|So what was this all about? To be revealed ...|
We visited the Free Verse Poetry Book Fair at Conway Hall, Red Lion Square in Bloomsbury on Saturday. It was good to be welcomed by poetry advocates like Chrissy Williams from the Poetry Library at the Southbank Centre. There was a huge buzz in the hall as publishers and poets jostled their way around the benches of books, pamphlets, chapbooks, magazines, postcards, badges (I couldn't resist an Adlestrop one), free cloth bags and roller stands. Poetry came in all shapes and sizes, and its representatives flocked from Devon, Berkshire, Northumberland, New York and beyond to share publications and ideas.

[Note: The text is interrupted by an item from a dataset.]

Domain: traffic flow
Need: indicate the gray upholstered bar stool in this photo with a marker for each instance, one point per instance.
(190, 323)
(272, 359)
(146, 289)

The Poetry Book Fair website describes the event as ...
'an all-day bazaar, market, library, meeting place, performance venue, information resource and more. Celebrating the vitality of contemporary poetry in the UK, publishers both large and small, both experimental and traditional, display and sell their work direct to the public,'
... and I, for one, am so glad that I was able to go along to experience the vibrant atmosphere for myself.
It was lovely to find familiar faces among the throng and it was also a great opportunity for meeting new people in the poetry world. So who was represented? You will find a long list of publishers large and small on the right hand side of this page. I suspect there was something for everyone. There were plenty of items for sale ... and the distinctive blue and orange Poetry School cloth bag proved the perfect receptacle for our purchases.
Inevitably the artwork on book covers or postcards caught my eye as I went up and down the aisles. This was particularly the case when it came to Two Rivers Press, and you can see some of the stunning designs here. I had not heard of this Reading-based publishing house before, and can easily see why it has been described as ‘one of the most characterful small presses in the country.’ I particularly enjoyed talking to the stall holders.
So ... why the fox-free poster? I signed up for a workshop at the Book Fair, laid on by the Poetry School and led by Simon Barraclough (standing in for Isobel Dixon) on the intriguing zoological and mythological subject of 'The Twilight of the Iguana'. Ted Hughes, of course, was mentioned - but I think we all succeeded in finding subjects other than the banned animal in the poster for our workshop muse.
|Simon Barraclough leads the Poetry School workshop|
Eels, tadpoles, a baby rabbit, an owl, an armadillo, (plenty of) pigs and mice were just a few of the creatures that slithered, scuttled or soared before our eyes during the course of an exhilarating two hour session. We considered poems by Elizabeth Bishop and others - and tried to respond to the vast 'bestiary' theme in our own words. Thank you, Simon and the Poetry School, for a terrific workshop. Thank you to all the organisers of Free Verse for a great day.